In their seminal book on Naturalistic inquiry, Yvonna Lincoln and Egon Guba (1985) argued that much scientific research is based on a reduction of the problem according to positivist principles, and that those assumptions are increasingly insufficient to describe many problems in the social sciences, including education. Whereas, positivist theory holds that a single reality exists and it can be understood through objective observation, Naturalistic researchers accept that role of the individual in creating and understanding knowledge and meaning. Whereas the positivist holds understanding of and control of causes can lead to predictable effects, the Naturalistic research holds that causes are largely unpredictable and uncontrollable.
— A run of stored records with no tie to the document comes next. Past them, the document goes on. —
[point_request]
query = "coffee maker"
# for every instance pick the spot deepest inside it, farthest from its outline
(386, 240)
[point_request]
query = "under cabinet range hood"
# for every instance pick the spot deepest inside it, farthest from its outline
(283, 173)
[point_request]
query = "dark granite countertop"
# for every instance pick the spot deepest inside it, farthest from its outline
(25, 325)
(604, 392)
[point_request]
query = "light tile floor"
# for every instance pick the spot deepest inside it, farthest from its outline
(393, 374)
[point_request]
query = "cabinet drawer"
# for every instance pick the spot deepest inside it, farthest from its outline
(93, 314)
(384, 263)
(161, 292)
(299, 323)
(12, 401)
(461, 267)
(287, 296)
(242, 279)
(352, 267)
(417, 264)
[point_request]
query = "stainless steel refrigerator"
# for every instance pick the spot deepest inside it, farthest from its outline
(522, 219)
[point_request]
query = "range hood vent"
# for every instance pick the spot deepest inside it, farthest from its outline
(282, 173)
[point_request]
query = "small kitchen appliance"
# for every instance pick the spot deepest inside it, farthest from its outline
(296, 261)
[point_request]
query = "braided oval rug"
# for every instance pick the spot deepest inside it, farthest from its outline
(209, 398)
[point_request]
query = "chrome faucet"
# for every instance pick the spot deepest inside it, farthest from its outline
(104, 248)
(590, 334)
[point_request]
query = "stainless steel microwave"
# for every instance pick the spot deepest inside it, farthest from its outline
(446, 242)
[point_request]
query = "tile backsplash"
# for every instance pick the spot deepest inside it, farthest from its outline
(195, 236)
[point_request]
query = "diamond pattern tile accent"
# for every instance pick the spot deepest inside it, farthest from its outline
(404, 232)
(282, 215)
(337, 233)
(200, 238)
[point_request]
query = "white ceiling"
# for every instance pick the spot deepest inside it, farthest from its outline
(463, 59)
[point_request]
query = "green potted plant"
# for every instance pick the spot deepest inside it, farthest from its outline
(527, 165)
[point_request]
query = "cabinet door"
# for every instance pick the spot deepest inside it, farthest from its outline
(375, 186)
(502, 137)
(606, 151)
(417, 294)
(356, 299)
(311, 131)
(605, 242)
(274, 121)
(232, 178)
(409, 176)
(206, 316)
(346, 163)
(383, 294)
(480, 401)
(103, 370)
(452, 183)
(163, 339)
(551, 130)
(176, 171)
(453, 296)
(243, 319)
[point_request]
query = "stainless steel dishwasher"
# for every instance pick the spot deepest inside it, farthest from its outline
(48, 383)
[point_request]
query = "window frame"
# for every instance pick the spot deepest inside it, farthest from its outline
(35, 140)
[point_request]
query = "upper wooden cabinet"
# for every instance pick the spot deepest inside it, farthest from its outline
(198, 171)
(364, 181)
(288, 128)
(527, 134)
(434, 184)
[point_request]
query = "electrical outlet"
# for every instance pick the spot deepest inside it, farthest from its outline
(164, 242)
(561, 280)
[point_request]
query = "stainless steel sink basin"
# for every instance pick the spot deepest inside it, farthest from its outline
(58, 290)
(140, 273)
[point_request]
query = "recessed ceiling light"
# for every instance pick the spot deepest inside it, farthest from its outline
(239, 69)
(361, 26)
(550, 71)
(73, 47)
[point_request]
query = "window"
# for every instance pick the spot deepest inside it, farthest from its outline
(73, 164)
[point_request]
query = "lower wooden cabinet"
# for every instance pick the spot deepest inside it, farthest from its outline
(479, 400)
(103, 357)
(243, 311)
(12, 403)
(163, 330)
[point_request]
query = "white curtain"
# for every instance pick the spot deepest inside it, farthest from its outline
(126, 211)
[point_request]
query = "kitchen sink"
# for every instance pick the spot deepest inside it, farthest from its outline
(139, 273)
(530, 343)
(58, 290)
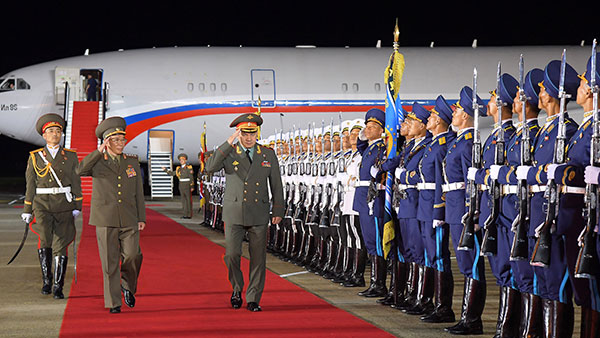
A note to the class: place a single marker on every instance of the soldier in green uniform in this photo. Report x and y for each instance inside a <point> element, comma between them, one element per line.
<point>185,174</point>
<point>54,196</point>
<point>117,210</point>
<point>250,170</point>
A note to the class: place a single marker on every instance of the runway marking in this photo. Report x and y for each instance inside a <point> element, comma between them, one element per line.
<point>285,275</point>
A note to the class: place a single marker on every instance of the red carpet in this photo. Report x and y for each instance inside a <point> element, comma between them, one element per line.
<point>184,291</point>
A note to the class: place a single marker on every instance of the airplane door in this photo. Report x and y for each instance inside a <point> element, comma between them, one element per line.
<point>263,86</point>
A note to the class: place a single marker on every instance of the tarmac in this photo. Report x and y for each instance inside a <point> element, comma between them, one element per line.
<point>25,312</point>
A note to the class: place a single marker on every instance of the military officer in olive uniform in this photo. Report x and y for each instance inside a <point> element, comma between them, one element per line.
<point>53,195</point>
<point>185,174</point>
<point>117,210</point>
<point>250,171</point>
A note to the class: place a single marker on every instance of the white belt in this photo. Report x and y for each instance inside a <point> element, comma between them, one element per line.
<point>537,188</point>
<point>509,189</point>
<point>453,186</point>
<point>55,190</point>
<point>368,183</point>
<point>565,189</point>
<point>426,186</point>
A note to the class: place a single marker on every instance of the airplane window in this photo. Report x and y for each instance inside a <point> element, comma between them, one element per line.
<point>22,84</point>
<point>7,85</point>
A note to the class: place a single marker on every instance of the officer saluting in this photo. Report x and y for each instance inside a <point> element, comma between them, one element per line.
<point>54,195</point>
<point>185,174</point>
<point>248,168</point>
<point>118,212</point>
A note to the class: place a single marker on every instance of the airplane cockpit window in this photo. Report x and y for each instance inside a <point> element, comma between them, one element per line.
<point>22,84</point>
<point>7,85</point>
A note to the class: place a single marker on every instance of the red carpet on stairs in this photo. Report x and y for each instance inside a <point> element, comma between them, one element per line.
<point>183,291</point>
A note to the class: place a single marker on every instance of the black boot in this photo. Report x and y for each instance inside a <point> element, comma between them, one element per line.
<point>531,316</point>
<point>60,269</point>
<point>590,323</point>
<point>410,296</point>
<point>358,269</point>
<point>46,264</point>
<point>378,274</point>
<point>444,290</point>
<point>470,322</point>
<point>346,256</point>
<point>389,298</point>
<point>507,324</point>
<point>424,304</point>
<point>562,320</point>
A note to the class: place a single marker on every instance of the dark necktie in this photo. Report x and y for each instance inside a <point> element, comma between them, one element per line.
<point>248,155</point>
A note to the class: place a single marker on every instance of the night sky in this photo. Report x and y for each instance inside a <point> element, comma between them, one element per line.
<point>33,33</point>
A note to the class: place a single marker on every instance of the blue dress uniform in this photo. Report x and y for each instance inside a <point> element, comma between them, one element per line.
<point>556,291</point>
<point>508,315</point>
<point>570,221</point>
<point>430,207</point>
<point>458,160</point>
<point>371,212</point>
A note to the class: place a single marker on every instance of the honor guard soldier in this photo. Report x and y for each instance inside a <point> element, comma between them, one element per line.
<point>508,314</point>
<point>557,294</point>
<point>407,177</point>
<point>53,196</point>
<point>250,171</point>
<point>357,256</point>
<point>117,211</point>
<point>369,200</point>
<point>431,211</point>
<point>456,164</point>
<point>570,220</point>
<point>522,272</point>
<point>185,175</point>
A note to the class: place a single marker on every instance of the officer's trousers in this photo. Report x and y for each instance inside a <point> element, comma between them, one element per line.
<point>119,245</point>
<point>55,230</point>
<point>469,262</point>
<point>436,244</point>
<point>257,247</point>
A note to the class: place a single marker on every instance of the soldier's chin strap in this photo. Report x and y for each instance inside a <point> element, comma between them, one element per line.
<point>68,193</point>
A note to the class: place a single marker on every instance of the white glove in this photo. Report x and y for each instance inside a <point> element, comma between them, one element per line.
<point>374,171</point>
<point>361,135</point>
<point>26,217</point>
<point>399,171</point>
<point>538,230</point>
<point>551,169</point>
<point>591,174</point>
<point>494,171</point>
<point>471,173</point>
<point>522,172</point>
<point>581,236</point>
<point>437,223</point>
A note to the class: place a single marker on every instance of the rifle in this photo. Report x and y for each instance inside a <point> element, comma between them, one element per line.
<point>541,251</point>
<point>467,237</point>
<point>520,245</point>
<point>489,244</point>
<point>587,259</point>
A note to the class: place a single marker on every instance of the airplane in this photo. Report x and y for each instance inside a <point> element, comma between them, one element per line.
<point>176,90</point>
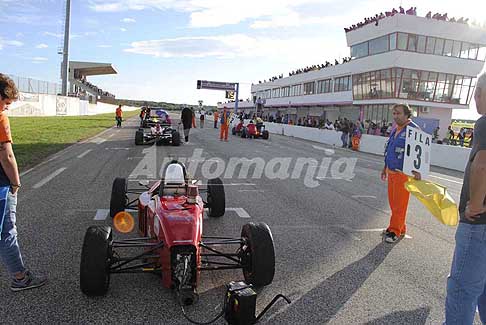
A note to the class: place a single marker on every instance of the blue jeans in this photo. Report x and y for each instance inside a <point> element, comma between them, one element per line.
<point>344,139</point>
<point>9,247</point>
<point>466,283</point>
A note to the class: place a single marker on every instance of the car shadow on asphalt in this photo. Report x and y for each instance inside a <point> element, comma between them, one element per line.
<point>323,302</point>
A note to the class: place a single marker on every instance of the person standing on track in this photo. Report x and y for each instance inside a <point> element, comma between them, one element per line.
<point>466,284</point>
<point>118,116</point>
<point>188,121</point>
<point>225,119</point>
<point>216,117</point>
<point>22,279</point>
<point>398,196</point>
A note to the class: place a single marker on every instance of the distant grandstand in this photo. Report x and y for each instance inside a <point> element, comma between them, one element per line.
<point>34,86</point>
<point>81,87</point>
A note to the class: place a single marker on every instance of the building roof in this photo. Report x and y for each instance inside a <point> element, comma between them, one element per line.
<point>92,68</point>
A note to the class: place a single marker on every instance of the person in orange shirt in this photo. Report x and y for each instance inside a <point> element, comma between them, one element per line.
<point>398,196</point>
<point>216,117</point>
<point>22,278</point>
<point>225,119</point>
<point>118,116</point>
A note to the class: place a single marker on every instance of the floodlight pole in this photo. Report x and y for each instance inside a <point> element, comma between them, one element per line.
<point>65,51</point>
<point>236,97</point>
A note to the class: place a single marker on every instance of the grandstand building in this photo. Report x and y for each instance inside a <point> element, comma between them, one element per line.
<point>430,64</point>
<point>81,87</point>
Also, the positivist holds that observers can make independent observations of situations, but the Naturalistic researcher is an active participant in the situation under study and the researcher is an active participant in data collection.
When adopting a Naturalistic stance towards curriculum and instruction, an educator will recognize that many factors influence decisions and progress and that many sources of data can be used to demonstrate learning. When documenting learning, Naturalistic educators include not only students’ performance on tests and similar ostensibly objective measures, but also students’ experiences and the meaning they make of those experiences. To the Naturalistic educator, there is no difference between a student who can’t solve a problem and one who solves it but for whom it has no meaning. The Naturalistic educator also follows the model of the Naturalistic researcher who undertakes emergent design. The researcher modifies research methods as the study progresses and the educator modifies the lesson as it progresses.
Lincoln, Yvonna, and Egon Guba, 1985. Naturalistic Inquiry. Thousand Oaks, CA: Sage Publications, Inc.